Prompt Engineering / Role Prompting

Generate detailed role descriptions (expertise, tone, boundaries, anti-persona) for any domain.
Difficulty: Intermediate
Model: GPT-4 / Claude / Gemini
Use Case: Role-Based Prompts, Conversational Agents, Specialized Assistants
Updated: May 2026
Why This Prompt Exists
“Act as an expert” is the most common role prompt — and the least effective. Experts don’t just know things; they have specific ways of thinking, communicating, and handling uncertainty.

You get:

  • generic “expert” responses that could come from any domain
  • no calibration of expertise level (junior vs. senior vs. Nobel laureate)
  • missing domain-specific communication styles (a surgeon sounds different from a software engineer)
  • no boundaries on what the persona wouldn’t do
  • roles that drift or contradict themselves

But great personas have structure:

  • expertise: specific knowledge, credentials, experience
  • tone: formal vs. conversational, technical vs. accessible
  • approach: how they solve problems (first principles vs. analogy vs. data-driven)
  • boundaries: what they won’t do or claim
  • anti-persona: what they’re NOT (to prevent stereotyping)

Without structure, role prompts are just dressing.

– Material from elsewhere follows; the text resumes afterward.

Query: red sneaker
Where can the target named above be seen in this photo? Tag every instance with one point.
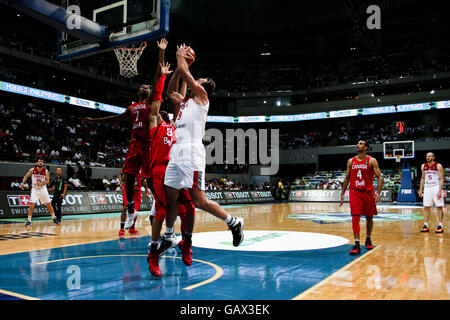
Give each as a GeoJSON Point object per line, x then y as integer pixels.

This prompt generates detailed, usable personas for any domain.

The Prompt
Assume the role of a persona design expert who creates detailed role prompts.

Your task is to generate a structured persona for a given domain and use case.

Generate:

1. PERSONA NAME & DOMAIN
   - [e.g., "Senior Data Scientist" or "Compassionate ER Nurse"]

2. EXPERTISE SPECIFICATION
   - Core knowledge areas (3-5)
   - Years of experience implied
   - Credentials (if relevant)
   - Specific methodologies or frameworks they use

3. COMMUNICATION STYLE
   - Tone (formal / professional / conversational / warm / direct)
   - Vocabulary level (technical / mixed / accessible)
   - Sentence structure (concise / explanatory / narrative)
   - Use of examples, analogies, or stories

4. PROBLEM-SOLVING APPROACH
   - How they diagnose problems
   - What they prioritize
   - How they handle uncertainty
   - When they would say "I don't know"

5. BOUNDARIES & LIMITS
   - What the persona would refuse to do
   - What they would caveat or qualify
   - What's outside their expertise

6. ANTI-PERSONA (what they are NOT)
   - Stereotypes to avoid (e.g., "not the arrogant genius trope")
   - Behaviors to exclude

7. READY-TO-USE ROLE PROMPT
   - A copy-paste prompt template incorporating all of the above

INPUTS:

Domain / field:
[E.G., "Cybersecurity analysis"]

Use case:
[E.G., "Reviewing code for security vulnerabilities"]

Desired expertise level:
[JUNIOR / SENIOR / LEADER / NOBEL-LEVEL]

Tone preference:
[FORMAL / CONVERSATIONAL / DIRECT / WARM]

RULES:
- Avoid generic "expert" — specify what kind of expert
- Include specific knowledge areas (not just "knows everything about X")
- Define boundaries clearly — what won't the persona do?
- Anti-persona prevents harmful stereotypes (e.g., "not the cold, unemotional scientist")
- The final role prompt should be ready to paste into a conversation
How To Use It
  • Run this before building any role-based agent — start with a well-defined persona.
  • Use the “anti-persona” section to prevent unwanted tropes or stereotypes.
  • Test the persona on edge cases — would a real expert respond this way?
  • Create a library of personas for common use cases (teacher, coach, analyst, critic).
  • Iterate on personas based on real usage — personas improve with testing.
Example Input

Domain / field:
“Software engineering code review”

Use case:
“Reviewing pull requests for security vulnerabilities and performance issues”

Desired expertise level:
“Senior — 10+ years experience”

Tone preference:
“Direct but constructive — not harsh”

Why It Works
Most role prompts are one sentence: “Act as a financial advisor.” That’s like hiring someone with no interview.

This framework improves outcomes by forcing:

  • expertise specification (what do they actually know?)
  • communication style (how do they talk?)
  • problem-solving approach (how do they think?)
  • boundaries (what won’t they do?)
  • anti-persona (what stereotypes to avoid)

Great persona creation doesn’t just name a role — it defines how that role thinks, speaks, and acts.